Public Image Ltd. were the first proper group that I liked when, at the age of about twelve, I graduated from playing my trusty quartet of Beatles albums into flexidiscs to listening to the top forty countdown on the wireless and noting that I quite liked some of this new punk rock stuff, or whatever it was, and I found Public Image particularly hypnotic. It wasn't that I hadn't liked anything before that point, but it had mostly been Abba and that sort of thing - tastes which neither translated into vinyl nor endured beyond puberty to any great extent. Public Image expressed something I didn't even know required expression, a sort of alienation or sense of distance dividing myself from almost everyone else; and the weird thing - at least with hindsight - is that I discovered Public Image Ltd. before I'd even heard of the Sex Pistols and spent a couple of months doubting that there was really any connection.

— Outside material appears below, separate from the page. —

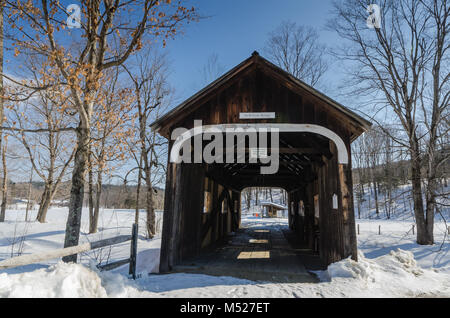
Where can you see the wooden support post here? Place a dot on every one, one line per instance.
(347, 210)
(133, 251)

Having discovered music, it still took me a while to see the benefit of spending my pocket money on something other than Doctor Who books or Micronauts, and it didn't quite dawn on me that there might be a Public Image Ltd. album until Dean Howe tried to sell me his copy of Metal Box. I think he'd found it disappointing. Conversely I thought it was great, but those three discs didn't seem to like my record player, and the needle jumped all over the shop. Looking closely at the vinyl, the grooves resembled little zig-zag lines presumably due to the deep bass frequencies. Dean sold it to someone else, and I eventually bought the reissue when it came out as a more conventional double album. Annoyingly I've found this version similarly difficult to play even now that I have a relatively fancy record player, and so the thing has just sat in my collection ignored more or less since I bought it.

I suppose the benefit of all this, if there is one, is how fresh it still sounds now that I've chanced upon a copy on compact disc. By means I don't even understand, I know the thing like the proverbial back of my hand - every last little scrape and clang - and yet listening to it in 2016 is much like hearing it for the first time.

The Public Image Ltd. debut album, which I heard after I'd bought this one, seemed a transitional affair - a great big noisy discordant fuck you with all of the Chuck Berry sucked out of the mix just in case anyone had been anticipating Sex Pistols part two. Rotten seemed on the defensive, very much resenting the mechanics of his own fame, and yet unwilling to quite disappear off the deep end like some spoilt rock star recording an album of his own farts, so for all the walls of noise, First Issue pulls back from rewriting Metal Machine Music and heads off in roughly the same direction as Siouxsie and the Banshees.

Metal Box was where everything really came together. Rotten no longer sounds like he's even thought about anything relating to the Pistols for at least a year, and more than anything they're making the record they want to hear. You probably already know what it does - lengthy jams which sound very much as though they were improvised live, repetition and a certain minimalism allowing one to fully appreciate the acoustics, and easily as hypnotic as that first single. Coming back to this, I've also been surprised at how much electronic sound is woven through the structure of the record - often barely within earshot - and also how much is entirely instrumental. It's a frosty affair succinctly encapsulating how Britain felt in 1978 without recourse to slogans - damp and conducive to death - born as a vague fusion of dub reggae and all the German stuff of which Rotten was a fan, but not quite sounding like either. Aside from my preferring Another, the b-side of Memories, to its instrumental which appears on here as Graveyard, this really is a perfect record, and it will remain a perfect record regardless of how many Country Life butter adverts he appears in.